Drawable: The Ingredients and Elements of the Poem by Inbal Leitner

By Inbal Leitner

Inbal Leitner is a professional Illustrator with over 20 years’ experience working within the Illustration and Animation industry. After working on many editorial illustration, and animation projects, Inbal specialised in Children’s Book Illustration and completed a Masters at Cambridge School of Art in 2018. In this resource Inbal demonstrates how poems can be translated into imagery using just shape and line.

Line Experiments by Inbal Leitner

Let’s explore a poem!

It can be the poem you’ve just heard about in the video, or ANY other poem!

If you’d like to work with “Growing up” by Harry Behn, here it is:

Growing Up by Harry Behn

When I was seven

We went for a picnic

up to a magic

Foresty place.

I knew there were tigers

behind every boulder,

though I didn’t meet one face to face.

When I was older

we went for a picnic

up to the very same

place as before,

and all of the trees

and the rocks were so little

They couldn’t hide tigers

Or me anymore.

To Begin

Start by drawing different lines using pencils, pens, paints or any other materials.  Create thin and thick lines, straight and quirky lines, and strong and faint lines.

Explore Shapes Too!
Using paint or pre-painted pieces of paper, see what happens when you create:

  • Big and small shapes.

  • Neat and rough shapes.

  • Simple and complex shapes.

Experiment with sticking shapes on top of each other!

Shape Experiments by Inbal Leitner

Develop your shapes by combining lines and shapes together – do you get any interesting combinations?

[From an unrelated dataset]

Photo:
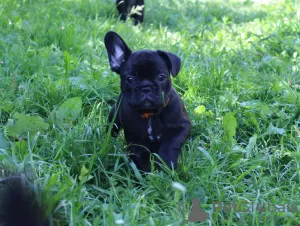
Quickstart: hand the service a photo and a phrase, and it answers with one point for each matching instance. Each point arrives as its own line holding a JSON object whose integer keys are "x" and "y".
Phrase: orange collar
{"x": 148, "y": 114}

Shape and Lines by Inbal Leitner

Creating a Background and Characters

You may want to paint whole pages or parts of the pages in your sketchbook, this can be used as a background or as a foundation layer to draw on. It can help you create the atmosphere, the feeling of the poem.

What colour would you use for a fun atmosphere? How about mysterious? Or a scary feeling?

Painted Landscape Background by Inbal Leitner

You might want to think of objects that appear in the poem.

Try and create the same object using lines only, shapes only and a combination of lines and shapes.

Use different materials to draw the same object, did you get any interesting combinations? Can you combine objects drawn using line with objects drawn using shapes?

You can also create the objects outside the sketchbook, by cutting or ripping pieces of paper or card. This way you can play with the organisation of the different shapes on the page.

Your sketchbook is like a little poem dictionary, where you draw and give life to objects.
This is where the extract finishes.